Our SSR analysis shows high heterozygosity in five loci and zero or near-zero in the remaining eight loci in R. mikado (electronic supplementary material, table S3). This pattern, also observed in genome-wide SNP data (electronic supplementary material, figure S2), suggests the predominance of asexual reproduction, though historical cryptic gene flow cannot be excluded [61]. This assumption is consistent with not only the female predominance in R. mikado [22] but also the non-functionality of the rare males [62]. The pattern of heterozygosity contrasts with terminal fusion automixis or gamete duplication, causing tremendous heterozygosity loss [63,64]. Automixis with central fusion seems most plausible, as SSR analysis revealed mothers and offspring (embryos) mostly shared genotypes, with rare heterozygous to homozygous transitions due to recombination [62]. The mixture of highly heterozygous and homozygous loci probably results from varying recombination probabilities by loci [64].

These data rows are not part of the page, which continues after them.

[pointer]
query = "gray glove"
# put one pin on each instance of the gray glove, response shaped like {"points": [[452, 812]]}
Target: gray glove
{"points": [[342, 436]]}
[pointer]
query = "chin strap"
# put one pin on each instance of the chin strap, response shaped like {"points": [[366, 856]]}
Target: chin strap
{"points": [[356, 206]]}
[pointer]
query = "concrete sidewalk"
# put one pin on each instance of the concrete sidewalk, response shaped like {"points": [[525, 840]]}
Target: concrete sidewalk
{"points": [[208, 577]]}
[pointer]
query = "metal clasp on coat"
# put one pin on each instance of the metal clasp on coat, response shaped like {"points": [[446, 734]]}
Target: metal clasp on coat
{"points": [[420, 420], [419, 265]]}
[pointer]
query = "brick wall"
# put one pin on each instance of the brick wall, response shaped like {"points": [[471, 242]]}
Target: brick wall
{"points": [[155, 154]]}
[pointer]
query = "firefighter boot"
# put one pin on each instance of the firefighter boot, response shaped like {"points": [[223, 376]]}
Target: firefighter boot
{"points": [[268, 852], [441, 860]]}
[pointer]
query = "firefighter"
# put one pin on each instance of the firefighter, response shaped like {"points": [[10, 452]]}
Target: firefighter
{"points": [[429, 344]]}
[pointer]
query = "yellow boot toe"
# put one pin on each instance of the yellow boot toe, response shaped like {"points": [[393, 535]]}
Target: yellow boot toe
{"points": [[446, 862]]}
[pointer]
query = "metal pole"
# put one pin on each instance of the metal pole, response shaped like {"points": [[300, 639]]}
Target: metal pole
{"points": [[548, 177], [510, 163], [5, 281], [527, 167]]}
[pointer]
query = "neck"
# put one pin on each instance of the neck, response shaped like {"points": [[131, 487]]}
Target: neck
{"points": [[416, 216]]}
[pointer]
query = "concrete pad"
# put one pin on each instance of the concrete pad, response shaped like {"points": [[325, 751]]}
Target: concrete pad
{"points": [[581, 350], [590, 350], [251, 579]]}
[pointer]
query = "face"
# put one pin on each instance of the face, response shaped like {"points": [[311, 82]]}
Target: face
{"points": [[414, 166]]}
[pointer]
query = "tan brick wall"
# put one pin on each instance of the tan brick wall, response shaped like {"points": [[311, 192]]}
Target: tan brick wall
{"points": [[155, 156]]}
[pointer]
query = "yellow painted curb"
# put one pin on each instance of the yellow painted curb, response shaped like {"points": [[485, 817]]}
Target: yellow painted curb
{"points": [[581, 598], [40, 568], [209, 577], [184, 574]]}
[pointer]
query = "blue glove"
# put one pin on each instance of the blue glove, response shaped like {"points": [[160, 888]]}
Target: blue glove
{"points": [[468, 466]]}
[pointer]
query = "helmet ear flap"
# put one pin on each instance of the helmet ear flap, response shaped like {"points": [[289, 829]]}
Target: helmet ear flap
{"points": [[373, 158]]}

We identified some differences in COI haplotype frequency and SSR allele distribution among R. mikado individuals (tables 2 and 3). In parthenogenetic species, a single strain or few strains with limited genetic variation tend to have widespread distribution due to efficient parthenogenic reproduction and rapid expansion in a short evolutionary time scale [65,66]. By contrast, the accumulation of genetic variation in R. mikado implies a relatively long parthenogenetic persistence, allowing mutation accumulation. Given insect mitochondrial DNA substitution rates, including the COI region, range from 1.5% [67] to 2.3% [68] per million years, the 0.77% nucleotide diversity of COI sequences probably reflects a history of 0.34–0.51 Myr. Although multiple parthenogenetic origins could account for these differences, SSR marker or genome-wide phylogeny supports a single lineage radiation pattern, inferring a single parthenogenesis origin in R. mikado.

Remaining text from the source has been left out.